Oceń
„Uwaga, pasożydy. Stop mafii roszczeniowej, stop żydowskiej okupacji. Nigdy więcej przepraszania, nigdy więcej syjonizmu” – plakaty z takimi treściami można dostrzec na warszawskich przystankach autobusowych. A przynajmniej tak wynika z postu na profilu „Cały świat przeprasza polską prawicę za Oscara dla Idy”:
Na banerze widnieją twarze ważnych postaci życia publicznego: ambasador USA Georgette Mosbacher, ambasador Izraela Anny Azari, byłego przedstawiciela Izraela w Polsce Szewacha Weissa, a także naczelnego rabina Polski Michaela Schudricha oraz Jonny'ego Danielsa, szefa fundacji From the Depths.
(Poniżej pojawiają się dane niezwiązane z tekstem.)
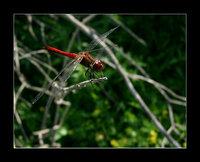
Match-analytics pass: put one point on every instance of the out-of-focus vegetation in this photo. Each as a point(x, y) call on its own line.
point(105, 115)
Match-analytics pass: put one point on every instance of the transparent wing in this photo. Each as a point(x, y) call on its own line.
point(95, 42)
point(68, 70)
point(65, 72)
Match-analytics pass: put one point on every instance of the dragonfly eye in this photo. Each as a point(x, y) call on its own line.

Antysemicki treści w Warszawie
O sprawie pisze już stołeczna „Gazeta Wyborcza”. Nie wiadomo, kto stoi za tą akcją, w których dokładnie miejscach Warszawy widnieją te plakaty ani czy jakiekolwiek służby (np. policja) zajęły się tą sprawą. Jak przypomina „GW”, nie jest to pierwszy tego typu przypadek antysemityzmu, z którym można było spotkać się w Warszawie.
Mieszkańcy Bielan znajdowali na wycieraczkach ulotki informujące o „Żydowskich mordercach Polaków” w czasie II wojny światowej, z kolei na drzwiach siedziby Obywateli RP nieznani sprawcy napisali m.in. „Jude Raus” czy „Śmierć zdrajcom”.
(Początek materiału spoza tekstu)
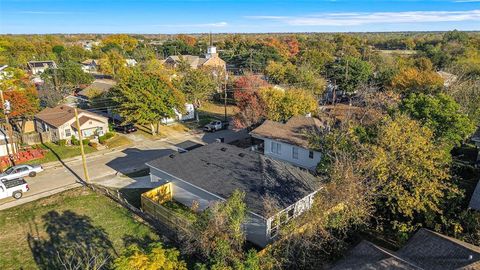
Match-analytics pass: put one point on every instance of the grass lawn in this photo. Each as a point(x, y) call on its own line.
point(117, 141)
point(56, 152)
point(30, 232)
Ustawa 447 i protesty prawicy
Wątek roszczeń nawiązuje do regulacji JUST Act, zwanej ustawą 447, przyjętej przez amerykański Kongres w 2017 roku. Akt zobowiązuje Departament Stanu do przedstawienia raportu o realizacji deklaracji terezińskiej. Ta ostatnia została podpisana w 2009 roku przez 46 państw, w tym Polskę – przypominała „Rzeczpospolita”.
Cel deklaracji to uregulowanie statusu majątku ofiar Holokaustu i nie jest ona dokumentem prawnie wiążącym. Wśród zwolenników prawicy zrodziły się wówczas obawy o to, że ustawa 447 może spowodować naciski na przekazywanie mienia organizacjom żydowskim.